The circular stamp has the full name of the НЧ-ВЧ: Низкие частоты высокие частоты (Low Frequency / High Frequency) in the centre. Around, in three concentric circles is the name of the type of organisation and the name of the Vodokanal Club’s higher-ranking organisation:
Music and Art Amateur Association of the Housing Trust No. 2 of the Housing Administration of the Executive Committee of the Dzerzhinsky District Council.

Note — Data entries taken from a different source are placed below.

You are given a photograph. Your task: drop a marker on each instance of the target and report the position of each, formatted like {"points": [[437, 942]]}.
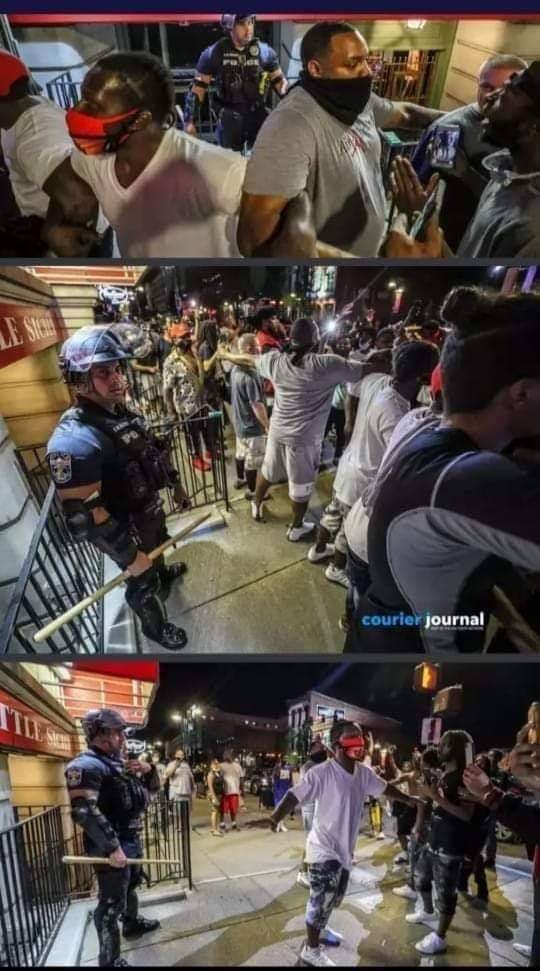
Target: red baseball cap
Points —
{"points": [[11, 69]]}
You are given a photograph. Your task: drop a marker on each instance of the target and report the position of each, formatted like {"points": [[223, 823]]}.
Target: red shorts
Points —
{"points": [[230, 804]]}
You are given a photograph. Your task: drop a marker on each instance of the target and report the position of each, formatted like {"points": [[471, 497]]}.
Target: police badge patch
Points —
{"points": [[60, 463]]}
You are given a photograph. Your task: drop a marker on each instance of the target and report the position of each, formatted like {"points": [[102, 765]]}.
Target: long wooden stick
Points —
{"points": [[76, 860], [92, 598]]}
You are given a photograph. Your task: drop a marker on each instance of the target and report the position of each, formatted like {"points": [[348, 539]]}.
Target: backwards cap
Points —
{"points": [[12, 69]]}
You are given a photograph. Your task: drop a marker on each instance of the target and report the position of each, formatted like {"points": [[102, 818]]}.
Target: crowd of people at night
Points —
{"points": [[442, 803], [434, 423], [312, 186]]}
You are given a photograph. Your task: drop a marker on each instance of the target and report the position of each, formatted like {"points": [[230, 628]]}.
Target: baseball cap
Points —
{"points": [[12, 69]]}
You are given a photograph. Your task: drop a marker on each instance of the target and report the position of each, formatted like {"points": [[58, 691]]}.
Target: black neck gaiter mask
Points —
{"points": [[344, 98]]}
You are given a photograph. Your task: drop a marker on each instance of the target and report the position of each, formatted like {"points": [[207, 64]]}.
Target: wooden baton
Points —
{"points": [[76, 860], [92, 598]]}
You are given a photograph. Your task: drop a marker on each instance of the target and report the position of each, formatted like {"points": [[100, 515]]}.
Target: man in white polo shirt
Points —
{"points": [[339, 788]]}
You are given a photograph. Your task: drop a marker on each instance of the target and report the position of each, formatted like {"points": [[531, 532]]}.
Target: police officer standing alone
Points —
{"points": [[108, 797], [243, 69], [108, 469]]}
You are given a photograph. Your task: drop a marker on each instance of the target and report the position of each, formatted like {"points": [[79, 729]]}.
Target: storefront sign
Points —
{"points": [[26, 329], [22, 728]]}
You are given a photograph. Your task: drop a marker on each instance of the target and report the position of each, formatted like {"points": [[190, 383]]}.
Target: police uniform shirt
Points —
{"points": [[79, 454], [121, 798], [447, 519], [223, 61]]}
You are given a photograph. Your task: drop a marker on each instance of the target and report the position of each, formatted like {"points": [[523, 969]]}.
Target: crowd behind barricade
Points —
{"points": [[430, 421], [449, 807], [313, 185]]}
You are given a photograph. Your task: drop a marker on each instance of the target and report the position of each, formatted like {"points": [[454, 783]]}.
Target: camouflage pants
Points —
{"points": [[327, 885], [117, 898]]}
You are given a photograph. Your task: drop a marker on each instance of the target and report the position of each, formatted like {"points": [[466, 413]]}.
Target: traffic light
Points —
{"points": [[426, 677]]}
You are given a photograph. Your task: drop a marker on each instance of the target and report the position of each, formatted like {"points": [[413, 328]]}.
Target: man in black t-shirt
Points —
{"points": [[447, 843]]}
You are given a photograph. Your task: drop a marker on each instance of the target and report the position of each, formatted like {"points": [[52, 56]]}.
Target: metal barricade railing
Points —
{"points": [[36, 887], [56, 574], [33, 888], [166, 835], [80, 880]]}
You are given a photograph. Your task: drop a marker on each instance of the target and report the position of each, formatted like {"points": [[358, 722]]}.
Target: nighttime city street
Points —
{"points": [[246, 906], [263, 515]]}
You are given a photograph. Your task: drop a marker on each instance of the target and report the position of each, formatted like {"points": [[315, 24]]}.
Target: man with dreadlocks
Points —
{"points": [[443, 855], [304, 382], [108, 796], [108, 469]]}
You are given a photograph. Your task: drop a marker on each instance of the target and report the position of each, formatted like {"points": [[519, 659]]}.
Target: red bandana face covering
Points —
{"points": [[93, 136], [353, 746]]}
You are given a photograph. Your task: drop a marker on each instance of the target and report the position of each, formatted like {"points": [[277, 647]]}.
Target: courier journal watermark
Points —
{"points": [[427, 620]]}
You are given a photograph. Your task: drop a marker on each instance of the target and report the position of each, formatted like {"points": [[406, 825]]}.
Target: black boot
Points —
{"points": [[240, 474], [139, 926]]}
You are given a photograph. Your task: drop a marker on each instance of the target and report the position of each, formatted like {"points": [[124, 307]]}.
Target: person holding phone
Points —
{"points": [[454, 147]]}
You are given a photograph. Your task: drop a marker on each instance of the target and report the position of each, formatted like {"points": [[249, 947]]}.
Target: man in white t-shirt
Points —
{"points": [[382, 401], [233, 779], [304, 383], [166, 193], [36, 147], [339, 788]]}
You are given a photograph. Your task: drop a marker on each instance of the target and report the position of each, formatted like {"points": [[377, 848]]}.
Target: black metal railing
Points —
{"points": [[166, 835], [33, 888], [56, 574]]}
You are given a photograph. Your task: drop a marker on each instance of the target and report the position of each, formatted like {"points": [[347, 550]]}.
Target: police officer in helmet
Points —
{"points": [[108, 469], [108, 796], [243, 69]]}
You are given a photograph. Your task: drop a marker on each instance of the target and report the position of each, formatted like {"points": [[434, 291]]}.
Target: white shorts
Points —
{"points": [[251, 451], [298, 464]]}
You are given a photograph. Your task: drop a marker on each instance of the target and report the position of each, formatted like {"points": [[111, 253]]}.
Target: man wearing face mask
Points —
{"points": [[322, 137], [338, 788], [108, 796], [465, 180], [242, 68], [108, 469], [507, 220], [36, 147], [130, 152]]}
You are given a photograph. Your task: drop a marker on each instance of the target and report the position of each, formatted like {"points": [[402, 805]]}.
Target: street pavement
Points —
{"points": [[247, 909]]}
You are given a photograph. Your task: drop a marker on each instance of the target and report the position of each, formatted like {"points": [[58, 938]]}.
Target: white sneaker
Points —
{"points": [[336, 575], [432, 944], [524, 949], [314, 556], [294, 533], [421, 917], [405, 892], [315, 957]]}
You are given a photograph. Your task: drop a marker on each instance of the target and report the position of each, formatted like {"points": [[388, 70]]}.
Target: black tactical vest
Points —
{"points": [[141, 464], [239, 82]]}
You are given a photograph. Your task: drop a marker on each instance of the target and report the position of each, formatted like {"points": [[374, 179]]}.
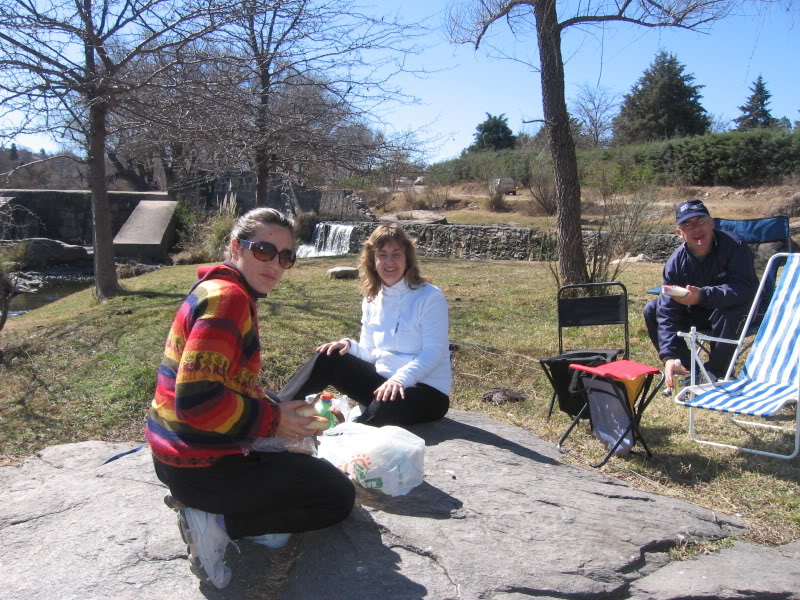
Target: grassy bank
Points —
{"points": [[76, 370]]}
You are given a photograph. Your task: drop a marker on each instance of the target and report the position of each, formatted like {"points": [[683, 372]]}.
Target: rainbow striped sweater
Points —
{"points": [[207, 404]]}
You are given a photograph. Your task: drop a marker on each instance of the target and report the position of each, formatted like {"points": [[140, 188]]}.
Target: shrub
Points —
{"points": [[496, 202]]}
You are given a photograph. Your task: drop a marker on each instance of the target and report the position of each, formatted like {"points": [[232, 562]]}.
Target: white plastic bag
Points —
{"points": [[389, 458]]}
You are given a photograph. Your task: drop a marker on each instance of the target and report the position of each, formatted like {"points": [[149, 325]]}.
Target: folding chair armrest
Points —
{"points": [[708, 338]]}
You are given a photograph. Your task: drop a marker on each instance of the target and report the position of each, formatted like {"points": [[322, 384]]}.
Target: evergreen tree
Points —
{"points": [[663, 104], [755, 114], [493, 134]]}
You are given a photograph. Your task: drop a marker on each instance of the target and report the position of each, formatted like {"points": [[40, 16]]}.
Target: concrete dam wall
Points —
{"points": [[488, 242]]}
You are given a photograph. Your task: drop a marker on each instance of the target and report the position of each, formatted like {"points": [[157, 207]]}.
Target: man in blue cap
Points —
{"points": [[716, 268]]}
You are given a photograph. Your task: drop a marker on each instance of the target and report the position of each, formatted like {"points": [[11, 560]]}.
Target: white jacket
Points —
{"points": [[404, 332]]}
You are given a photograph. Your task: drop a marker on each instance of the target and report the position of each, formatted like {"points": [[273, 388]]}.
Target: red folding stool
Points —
{"points": [[616, 395]]}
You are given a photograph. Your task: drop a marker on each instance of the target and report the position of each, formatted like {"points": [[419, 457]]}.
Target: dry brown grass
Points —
{"points": [[469, 204]]}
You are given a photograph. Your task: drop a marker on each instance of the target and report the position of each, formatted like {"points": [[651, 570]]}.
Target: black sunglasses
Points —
{"points": [[265, 252]]}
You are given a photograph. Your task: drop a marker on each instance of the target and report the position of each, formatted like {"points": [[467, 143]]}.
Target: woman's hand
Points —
{"points": [[293, 424], [342, 346], [389, 391]]}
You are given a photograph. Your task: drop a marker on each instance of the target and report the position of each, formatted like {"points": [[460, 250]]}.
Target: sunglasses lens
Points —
{"points": [[264, 252]]}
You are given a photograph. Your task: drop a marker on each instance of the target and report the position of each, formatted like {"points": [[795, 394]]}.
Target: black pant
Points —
{"points": [[358, 379], [723, 323], [264, 492]]}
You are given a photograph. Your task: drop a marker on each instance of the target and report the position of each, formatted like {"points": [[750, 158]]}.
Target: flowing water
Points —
{"points": [[49, 292], [330, 239]]}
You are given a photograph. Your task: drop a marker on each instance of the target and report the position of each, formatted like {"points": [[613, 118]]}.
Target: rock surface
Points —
{"points": [[498, 516]]}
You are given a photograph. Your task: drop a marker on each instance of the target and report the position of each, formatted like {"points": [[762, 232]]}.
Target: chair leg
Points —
{"points": [[552, 404], [570, 428], [795, 452]]}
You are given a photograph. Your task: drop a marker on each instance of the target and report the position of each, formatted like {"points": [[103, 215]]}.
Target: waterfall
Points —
{"points": [[330, 239]]}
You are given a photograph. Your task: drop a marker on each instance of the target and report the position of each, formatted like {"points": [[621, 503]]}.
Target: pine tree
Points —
{"points": [[663, 104], [755, 114], [493, 134]]}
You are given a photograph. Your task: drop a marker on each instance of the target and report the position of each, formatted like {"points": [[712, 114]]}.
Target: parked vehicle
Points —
{"points": [[503, 185]]}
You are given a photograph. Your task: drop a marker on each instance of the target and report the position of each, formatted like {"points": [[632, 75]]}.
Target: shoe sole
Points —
{"points": [[186, 534], [195, 565]]}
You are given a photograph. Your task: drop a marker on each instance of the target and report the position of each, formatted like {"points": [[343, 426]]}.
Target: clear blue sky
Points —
{"points": [[469, 84], [726, 61]]}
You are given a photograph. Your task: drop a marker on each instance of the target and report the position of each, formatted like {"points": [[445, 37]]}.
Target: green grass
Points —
{"points": [[77, 370]]}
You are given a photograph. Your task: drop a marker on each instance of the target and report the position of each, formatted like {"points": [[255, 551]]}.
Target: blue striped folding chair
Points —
{"points": [[770, 377]]}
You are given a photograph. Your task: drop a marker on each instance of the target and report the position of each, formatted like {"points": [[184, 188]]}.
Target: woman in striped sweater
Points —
{"points": [[208, 410]]}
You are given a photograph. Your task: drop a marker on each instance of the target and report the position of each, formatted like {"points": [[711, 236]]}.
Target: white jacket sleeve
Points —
{"points": [[363, 348], [434, 329]]}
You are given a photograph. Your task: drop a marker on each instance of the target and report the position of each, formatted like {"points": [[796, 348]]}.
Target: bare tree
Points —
{"points": [[595, 107], [66, 67], [470, 20], [312, 71]]}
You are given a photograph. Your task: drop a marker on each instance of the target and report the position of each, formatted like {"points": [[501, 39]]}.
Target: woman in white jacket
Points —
{"points": [[400, 367]]}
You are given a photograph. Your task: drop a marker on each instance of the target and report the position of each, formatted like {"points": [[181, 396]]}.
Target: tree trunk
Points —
{"points": [[262, 175], [572, 259], [105, 272], [6, 288]]}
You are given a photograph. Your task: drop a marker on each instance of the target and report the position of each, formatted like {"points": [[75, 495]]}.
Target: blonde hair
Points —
{"points": [[247, 225], [383, 234]]}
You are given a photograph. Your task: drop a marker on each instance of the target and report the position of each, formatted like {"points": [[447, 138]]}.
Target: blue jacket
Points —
{"points": [[726, 276]]}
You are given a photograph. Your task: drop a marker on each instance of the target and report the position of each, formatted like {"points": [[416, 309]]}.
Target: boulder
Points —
{"points": [[342, 273], [497, 516]]}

By contrast, the Mayakovsky Friends Club had neither a stamp nor membership cards, which makes it plausible that Novikov and Bugaev never fully completed the registration process. Besides, the same situation applies to the Club of the Appreciation of Amateur Creativity, the "sister" association of the Mayakovsky Friends Club: it also lacked membership cards and a stamp. To be exact, no official stamps were ever seen on any of their documents, except for a stamp from the Pavlodar city department of trade in industrial goods (Павлодарский Горпромторг) on an otherwise empty sheet of paper, which somehow ended up in Vladislav Gutsevich’s collection. it is now in Sergey Chubraev’s collection. However, some some “light” (artistic) versions of stamps turned up on some of Novikov’s documents. One was a simple red circle printed on his text for the New Artists exhibition at the Sverdlov House of Culture in April 1988 more >> “made with the lid of a photo-film canister”, as Ekaterina Andreeva wrote (Brushstroke, The Russian Museum, 2010, p.33). In 1990, a similar version, a violet circle with a square inside, appeared on a complimentary ticket for the a dance party at the Radio Workers’ House of Culture (see next chapter). Khlobystin also printed Ivetta Pomerantseva‘s member card of the “NCh-VCh Music and Art Amateur Association” (p.259). But Ivetta Pomerantseva, a filmmaker and scriptwriter, was not a simple member; she held the office of a council secretary, which gave her the right to countersign documents issued by NCh-VCh director Oleg Sumarokov. Issuing a member card was another privilege of an officially registered association. Pomerantseva had member card No. 78, which means that the number of registered NCh-VCh members surpassed those seventy-five real or fictitious members of the Mayakovsky Friends Club Novikov indicated in his report about the first year (Chapter 12. Document H). In a private conversation on 29 May, 2020, Ivetta Pomerantseva confirmed that without the exceptional role of Oleg Sumarokov, his knowing the right people in the right places and his willingness to do all the paperwork, the NCh-VCh would never have come into existence, let alone thrived for a number of years.
[1] It might be objected that if the New Artists constituted a section of the Club of Friends of V.V. Mayakovksy, the Club was implicitly included. Yet this argument is not convincing, because there are indeed two events in the chronicle which mention both groups simultaneously.